Siempre me han gustado los perros, y uno de los primeros que recuerdo
con cariño era el de Los Grillos, Toni,
un perro mestizo de mediana altura, marrón y blanco, que vivió
muchos años: un ratero de categoría, algo muy valorado en un
ambiente donde sobreabundaban las dañinas ratas; yo quería mucho al
Toni, y le daba, apremiado por Andrés, su dueño, parte de mis
mejores alimentos: compartía con él mis bocadillos, galletas y
otros manjares.
También he tenido, y tengo, relación amistosa con algunos de los
nietos de Carmen, como es el caso de la citada
Carmen María,
maestra de Primaria, de la que contaré una anécdota que me recuerda
el cariño con que conservo un regalo de su abuela.

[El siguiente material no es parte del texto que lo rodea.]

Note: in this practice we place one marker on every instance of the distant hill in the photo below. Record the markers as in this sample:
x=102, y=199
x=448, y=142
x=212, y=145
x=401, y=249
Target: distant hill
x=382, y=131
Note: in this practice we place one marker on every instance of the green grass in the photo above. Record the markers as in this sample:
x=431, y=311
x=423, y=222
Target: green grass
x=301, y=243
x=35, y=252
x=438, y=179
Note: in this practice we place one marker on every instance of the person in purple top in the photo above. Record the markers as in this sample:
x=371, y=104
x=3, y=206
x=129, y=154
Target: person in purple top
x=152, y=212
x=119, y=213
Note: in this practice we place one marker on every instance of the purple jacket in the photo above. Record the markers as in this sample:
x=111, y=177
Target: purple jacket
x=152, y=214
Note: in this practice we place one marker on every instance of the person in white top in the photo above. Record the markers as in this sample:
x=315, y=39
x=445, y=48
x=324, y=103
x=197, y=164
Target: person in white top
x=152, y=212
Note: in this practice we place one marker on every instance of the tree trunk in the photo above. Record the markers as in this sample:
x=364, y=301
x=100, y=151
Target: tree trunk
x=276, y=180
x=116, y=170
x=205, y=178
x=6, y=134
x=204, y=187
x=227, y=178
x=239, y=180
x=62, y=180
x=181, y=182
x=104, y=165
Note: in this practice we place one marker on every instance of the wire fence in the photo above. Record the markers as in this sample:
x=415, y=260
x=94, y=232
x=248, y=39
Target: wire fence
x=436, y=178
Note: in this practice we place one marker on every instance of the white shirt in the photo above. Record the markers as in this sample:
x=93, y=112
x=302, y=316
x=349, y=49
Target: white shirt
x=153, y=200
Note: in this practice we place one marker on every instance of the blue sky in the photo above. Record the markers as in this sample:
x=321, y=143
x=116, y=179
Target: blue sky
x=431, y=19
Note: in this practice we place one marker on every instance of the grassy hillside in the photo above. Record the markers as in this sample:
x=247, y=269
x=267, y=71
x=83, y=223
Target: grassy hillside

Carmen María fue alumna mía, muy buena, primero en la escuela
—octavo de EGB— y después, para preparar las oposiciones de
magisterio en la especialidad de música, y yo, en esta última
ocasión, en honor a su abuela, le había regalado el material que
necesitaba para su preparación. Cuando “sacó” la plaza —en la
primera ocasión que tuvo—, su abuela, La Grilla, no tardó
en encargarle a mi mujer —“tú, que sabes su talla”— que me
comprara un regalo: una camisa, que ella pagaría, una camisa azul
que todavía conservo y me pongo de vez en cuando, y cada vez que me
la pongo o que, al abrir el armario, veo colgada en su percha, me
acuerdo con cariño de Carmen, de Carmen La Grilla.
Que bien defines a mi abuela del alma, mi segunda madre...Gracias de corazon por el cariño que demuestras al hablar y escribir sobre ella y por hacerla eterna con tus palabras.